Nasıl anlatılır bilmem ki… Kemter Dede ile 1969-1970 yıllarında rehberim vasıtası ile tanıştık. Terzi kalfası olarak çalıştığım yıllarda müstakil dükkân açmaya karar verdim. Dükkânı tuttuğum çarşıdaki esnafın hepsini tanıyorduk ama çok yakın değildik. Karşımdaki komşum da içine kapanık, kendi hâlinde, çok da dışarı ile alâkası olmayan, biraz da celâlî meşrepli bir zattı. Dükkânına gidip “Abi dedim, karşıdaki dükkânı ben tuttum, biz gerçi bir senedir bu mahalledeyiz ama sizinle tanışmak nasip olmadı, kusura bakmayın, geç oldu,” dedim. O da: “Kardeşim, ne bundan evvel sen buraya gelebilirdin ne de şimdi gelmeyebilirdin,” diye cevap verdi. Bu cevaptan çok etkilendim ve bu zat ile zamanla yakın arkadaş olduk. Sık sık sohbet etmeye, dinden imandan bahsetmeye başladık. Cenâb-ı Mevlânâ’dan bahsederken, “Bizi kara toprakların altında aramayınız. Biz bizi sevenlerin gönüllerindeyiz. Bizim söylediklerimizi size kim tekrar ederse biz ordayız,” sözlerini okumuştu. Daha evvel de Konya’ya yolum düşmüştü. Cenâb-ı Mevlânâ’nın türbesini ziyaret etmiştim. Hava soğuk ve karanlıktı, türbenin içi de soğuk ve karanlıktı, yanımdaki kişi de soğuk, ben de soğuk. O dostumuz: “Beni kara toprakların altında aramayın. Biz bizi sevenlerin gönlündeyiz. Bizim söylediklerimizi size kim tekrar eder ise biz oradayız,” deyince; haaaa! (dizine sertçe vurarak) Konya’ya ziyaretine gittiğim Konya’da değilmiş, dedim. Esas adresi O’nu seven, O’nu anlayan, O’nun söylediklerini tekrar eden kişiymiş. O’nun esas kabri… Oh be, ne güzel…
Rehberim gömlekçiydi.

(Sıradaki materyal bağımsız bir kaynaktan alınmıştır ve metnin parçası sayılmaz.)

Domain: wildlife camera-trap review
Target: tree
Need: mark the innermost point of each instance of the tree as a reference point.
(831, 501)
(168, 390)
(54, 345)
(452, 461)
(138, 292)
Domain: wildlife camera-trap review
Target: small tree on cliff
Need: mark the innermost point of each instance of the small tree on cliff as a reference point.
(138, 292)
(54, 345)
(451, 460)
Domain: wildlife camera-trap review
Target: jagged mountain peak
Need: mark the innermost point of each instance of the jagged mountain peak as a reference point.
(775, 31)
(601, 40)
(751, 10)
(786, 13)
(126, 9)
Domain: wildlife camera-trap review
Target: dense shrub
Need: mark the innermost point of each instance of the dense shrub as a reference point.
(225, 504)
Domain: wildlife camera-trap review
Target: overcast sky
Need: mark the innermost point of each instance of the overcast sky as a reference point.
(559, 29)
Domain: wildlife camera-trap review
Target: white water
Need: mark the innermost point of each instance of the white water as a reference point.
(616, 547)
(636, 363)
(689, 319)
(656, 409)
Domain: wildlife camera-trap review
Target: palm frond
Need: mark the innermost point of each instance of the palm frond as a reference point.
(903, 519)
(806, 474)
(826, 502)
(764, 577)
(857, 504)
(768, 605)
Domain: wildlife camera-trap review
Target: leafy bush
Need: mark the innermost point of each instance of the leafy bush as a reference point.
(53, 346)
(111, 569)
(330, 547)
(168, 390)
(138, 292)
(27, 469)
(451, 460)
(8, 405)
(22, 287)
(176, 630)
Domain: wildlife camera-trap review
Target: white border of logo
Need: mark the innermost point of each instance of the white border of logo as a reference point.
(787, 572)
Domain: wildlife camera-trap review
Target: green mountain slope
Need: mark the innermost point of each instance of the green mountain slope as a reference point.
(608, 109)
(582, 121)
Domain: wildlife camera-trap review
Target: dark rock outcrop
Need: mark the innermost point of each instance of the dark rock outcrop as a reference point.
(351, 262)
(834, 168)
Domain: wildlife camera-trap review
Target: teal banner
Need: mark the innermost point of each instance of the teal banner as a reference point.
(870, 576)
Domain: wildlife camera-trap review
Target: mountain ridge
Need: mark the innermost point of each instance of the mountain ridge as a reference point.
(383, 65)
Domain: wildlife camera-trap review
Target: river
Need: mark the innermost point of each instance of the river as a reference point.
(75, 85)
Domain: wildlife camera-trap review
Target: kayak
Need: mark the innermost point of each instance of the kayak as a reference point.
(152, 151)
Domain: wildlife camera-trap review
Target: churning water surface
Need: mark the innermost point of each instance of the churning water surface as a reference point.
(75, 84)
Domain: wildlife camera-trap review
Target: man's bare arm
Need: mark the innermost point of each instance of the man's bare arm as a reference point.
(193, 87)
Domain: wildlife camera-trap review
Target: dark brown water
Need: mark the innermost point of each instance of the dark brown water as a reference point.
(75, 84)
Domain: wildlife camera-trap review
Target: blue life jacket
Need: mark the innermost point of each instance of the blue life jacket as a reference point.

O zamanlar Soma’da Tercanlı madenci nüfusu yoğunluktaydı. Rehberim de madencilere gömlek diktiği için hepsini tanırdı. Kemter Dede de Tercanlı’ydı ve sık sık babası ile Soma’ya gelirdi. Rehberim de ehl-i beyt muhibbi olduğu için madenciler Kemter Dede ile tanıştırmışlar. O zamanlar Kemter Dede kırklı yaşlarındaydı, ben ise yirmi dokuz yaşındaydım. İlk karşılaşmamız rehberimin dükkânında olmuştu. Yanında babası vardı, saz çalıp coşmuştu. Kemter Dede sürekli hânedân-ı ehl-i beytten bahsederdi. İlk karşılaşmamızda hemen kanım kaynamıştı Kemter Dede’ye. Hatta mürşidime intisab etmeden önce Kemter Dede’ye intisab etmeyi düşünmüştüm. İkinci karşılaşmamızda kendisini babası ile evimizde misafir etme şerefeni nail olduk.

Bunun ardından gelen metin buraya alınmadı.